The Technical Capability of Headphones - Part 1

There’s a common claim made by many professional audiophile reviewers that headphone characteristics are determined by two criteria: 1) tonality and 2) ‘technicality’, with tonality being uniquely determined by amplitude versus frequency and technicality being essentially independent and subjective. There now seems to be a pervasive acceptance in many online forums that technical capability is something that can’t (ever) be measured, and can only be known by smashing those ‘like’ and ‘subscribe’ buttons and deferring to the opinions of the superior golden-eared reviewer.

While HypetheSonics considers amplitude versus frequency to be the leading-order effect of headphone preference, this miniHype aims to demonstrate that those measurements alone can’t tell the whole story. One obvious nuance arises from the impedance variation of certain headphones, which can cause a very audible shift in frequency response with different sources. This effect can’t be determined without knowing both the output impedance of the source and the impedance curve of the headphone. However, its primary effect is a shift in tonality and therefore not necessarily something that directly affects the elusive beast that is ‘technical capability’.

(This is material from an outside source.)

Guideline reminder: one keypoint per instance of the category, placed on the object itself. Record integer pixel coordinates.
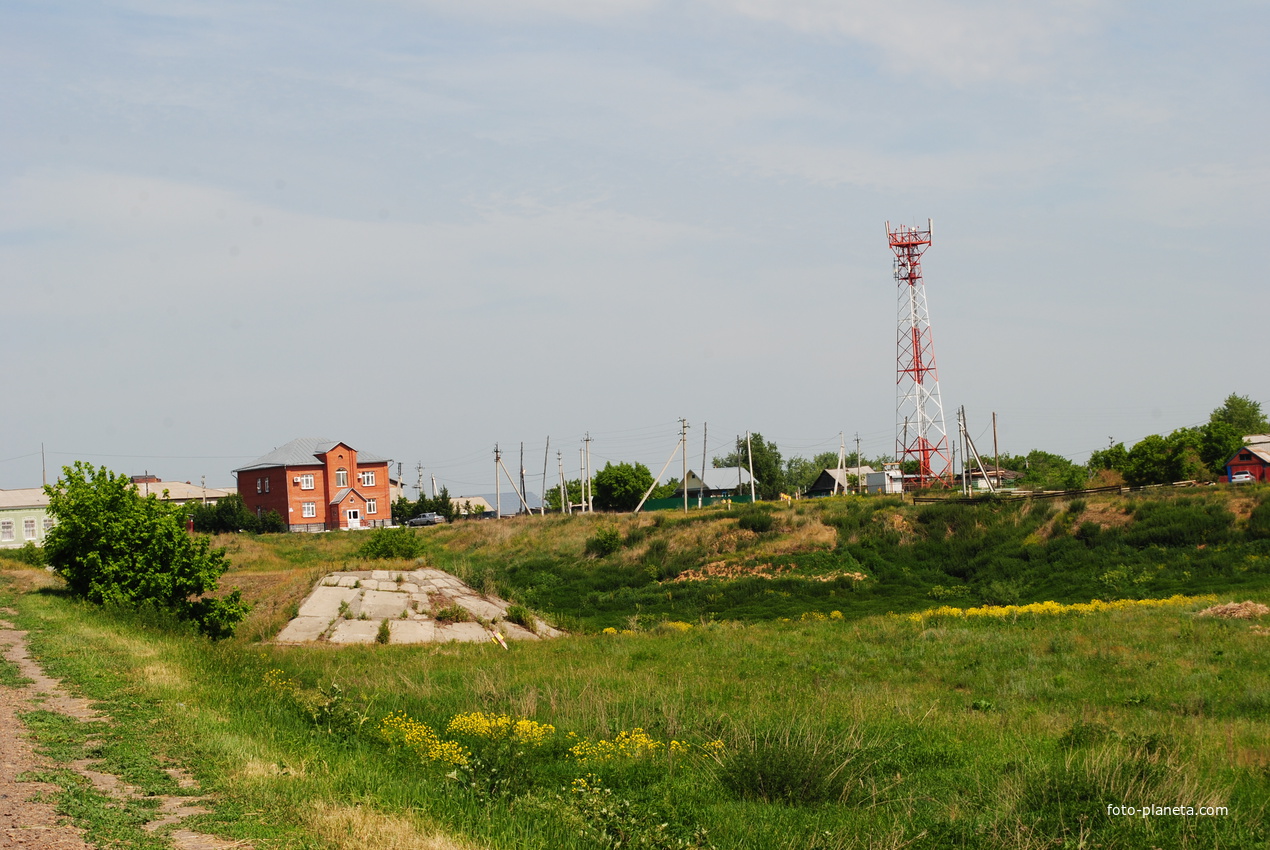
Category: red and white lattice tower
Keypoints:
(920, 431)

It’s widely accepted that equalizing one headphone to match another doesn’t always produce an audibly-indistinguishable experience. One issue here is, of course, that it’s extremely difficult to perfectly equalize one headphone to another, and even if achieved, equalization is usually only a perfect match in SPL, and only then for someone whose ear impedance and geometry exactly matches that of the ear simulator used in the measurement – a rather unlikely scenario given the variance in human anatomy. A second issue is that even if that equalization perfectly matches amplitude versus frequency in the actual human ear, phase, distortion and transient-response can still differ.

Many of these same subjective audio reviews that claim to hear ‘technical differences’ are quick to dismiss time-domain measurements. We believe the sands of time are going to show this to be categorically wrong. Recovering an arbitrary signal in the frequency domain (through an inverse Fourier or Laplace transform) requires knowledge of amplitude, frequency and phase. Throwing away the phase (as is typically done when presenting SPL graphs alone) means we cannot reproduce time domain effects like impulse response. Attack and timbre are the two most critical components that our brains use to identify musical instruments. A sharp attack, such as that of a piano or castanets, tends to sound soft and less-easily distinguished when those transients get fuzzy or smeared. The ability of a headphone to respond to sharp transients can’t always be accurately inferred from its amplitude versus frequency graph. As an example, consider the following two headphones, which have very similar frequency responses:

If your ears were a good match for this GRAS ear simulator, you might expect these two headphones to sound quite similar. Yet their response to an impulse is very different:

The most dramatic extrapolation of this would be to consider signal A as an impulse (zero phase for all frequencies) and signal B as a periodic section of white noise (random phase for each frequency). Both A and B could have identically flat SPL graphs, but would obviously look very different in the time domain, and would sound dramatically different to your ears.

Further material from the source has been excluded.